A machine-learning approach for detection of mobile replicons in metagenomics
Doctoral Researcher:
M.Sc. Clara Emery, GEOMAR - Helmholtz Centre for Ocean Research Kiel, cemery@geomar.de
Supervisors:
- Prof. Dr. Ute Hentschel Humeida, GEOMAR - Helmholtz Centre for Ocean Research Kiel, Marine Ecology, uhentschel@geomar.de
- Prof. Dr. Tal Dagan, University of Kiel, Institute for Microbiology, tdagan@ifam.uni-kiel.de
Location: Kiel
Disciplines: Bioinformatics, Machine-Learning, Marine Microbiology
Key words: Metagenomes, Mobile replicons, Machine-learning, Marine sponges
Background: The study of microbial species diversity and function using metagenomics – i.e., the direct sequencing of DNA from the environment – has become a standard practice in environmental microbiology. The application of metagenomics is especially useful for the study of microbial communities including strains that cannot be cultivated in laboratory conditions. Nonetheless, a long-standing challenge in the analysis of metagenomics is the classification of the resulting sequences according to their replicon type and taxonomic origin. Mobile replicons – including bacteriophages and plasmids – are of special interest for the study of microbial communities as they may encode for functions that are laterally transferred within, or into, the community.

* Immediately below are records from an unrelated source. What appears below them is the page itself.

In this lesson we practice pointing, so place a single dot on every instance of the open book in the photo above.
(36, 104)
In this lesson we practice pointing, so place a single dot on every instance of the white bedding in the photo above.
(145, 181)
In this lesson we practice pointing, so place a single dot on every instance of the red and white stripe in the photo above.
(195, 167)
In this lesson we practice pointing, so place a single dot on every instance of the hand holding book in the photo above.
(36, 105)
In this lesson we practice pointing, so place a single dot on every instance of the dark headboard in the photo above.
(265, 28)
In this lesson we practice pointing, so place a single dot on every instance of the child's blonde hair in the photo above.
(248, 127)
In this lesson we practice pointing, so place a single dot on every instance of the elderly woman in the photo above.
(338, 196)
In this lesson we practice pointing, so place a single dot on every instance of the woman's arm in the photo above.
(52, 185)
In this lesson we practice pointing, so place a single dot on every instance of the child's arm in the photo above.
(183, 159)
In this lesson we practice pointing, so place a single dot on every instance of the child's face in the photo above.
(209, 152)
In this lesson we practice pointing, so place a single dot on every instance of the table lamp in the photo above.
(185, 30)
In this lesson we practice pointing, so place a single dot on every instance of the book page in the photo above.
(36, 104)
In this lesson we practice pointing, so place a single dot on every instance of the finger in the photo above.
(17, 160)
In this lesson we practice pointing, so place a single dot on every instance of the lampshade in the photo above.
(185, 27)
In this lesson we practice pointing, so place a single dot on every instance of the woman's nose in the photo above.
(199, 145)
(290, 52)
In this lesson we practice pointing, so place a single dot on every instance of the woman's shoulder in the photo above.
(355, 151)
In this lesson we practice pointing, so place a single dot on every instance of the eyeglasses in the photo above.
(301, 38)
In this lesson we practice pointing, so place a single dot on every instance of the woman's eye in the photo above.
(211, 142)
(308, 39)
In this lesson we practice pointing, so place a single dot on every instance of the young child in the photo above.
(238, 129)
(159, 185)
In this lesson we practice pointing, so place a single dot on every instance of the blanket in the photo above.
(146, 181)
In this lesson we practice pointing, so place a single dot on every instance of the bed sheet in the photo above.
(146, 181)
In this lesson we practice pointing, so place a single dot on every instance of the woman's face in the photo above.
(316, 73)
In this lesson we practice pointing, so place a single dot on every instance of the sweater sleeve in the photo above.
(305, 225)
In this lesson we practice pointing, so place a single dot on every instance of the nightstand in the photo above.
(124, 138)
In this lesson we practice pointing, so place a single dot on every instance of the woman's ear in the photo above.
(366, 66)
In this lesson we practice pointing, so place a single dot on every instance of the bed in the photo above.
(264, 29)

Aim: The overarching goal is provide novel information on the nature and function of different mobile elements which may have important implications for a microbial lifestyle within animal hosts.
Objectives: The proposed PhD project aims to develop a computational toolbox for the detection of mobile replicons with a focus on plasmids and bacteriophages in metagenomics data. The specific tasks are as follows: (i) develop a machine-learning approach for the detection of mobile replicons according to gene content and order. (ii) identify and optimize the optimal feature set as well as test of various machine-learning algorithms. (iii) use existing metagenomics data from marine sponge-associated communities, which contain a diverse repertoire of mobile genetic elements including conjugative plasmids, transposons, integrons and phages.
References:
- Burstein D, Gould SB, Zimorski V, Kloesges T, Kiosse F, Major P, Martin WF, Pupko T, Dagan T (2012) A machine learning approach to identify hydrogenosomal proteins in Trichomonas vaginalis. Euk Cell 11:217–228. doi: 10.1128/EC.05225-11
- Moitinho-Silva L, Steinert G, Nielsen S, Hardoim CCP, Wu YC, McCormack GP, López-Legentil S, Marchant R, Webster N, Thomas T, Hentschel U (2017) Predicting the HMA-LMA status in marine sponges by machine learning. Front Microbiol: doi: 10.3389/fmicb.2017.00752
- Slaby BM, Hackl T, Horn H, Bayer K, Hentschel U (2017) Metagenomic binning of a marine sponge microbiome reveals unity in defense but metabolic specialization. ISME J 11(11): 2465-2478. doi: 10.1038/ismej.2017.101.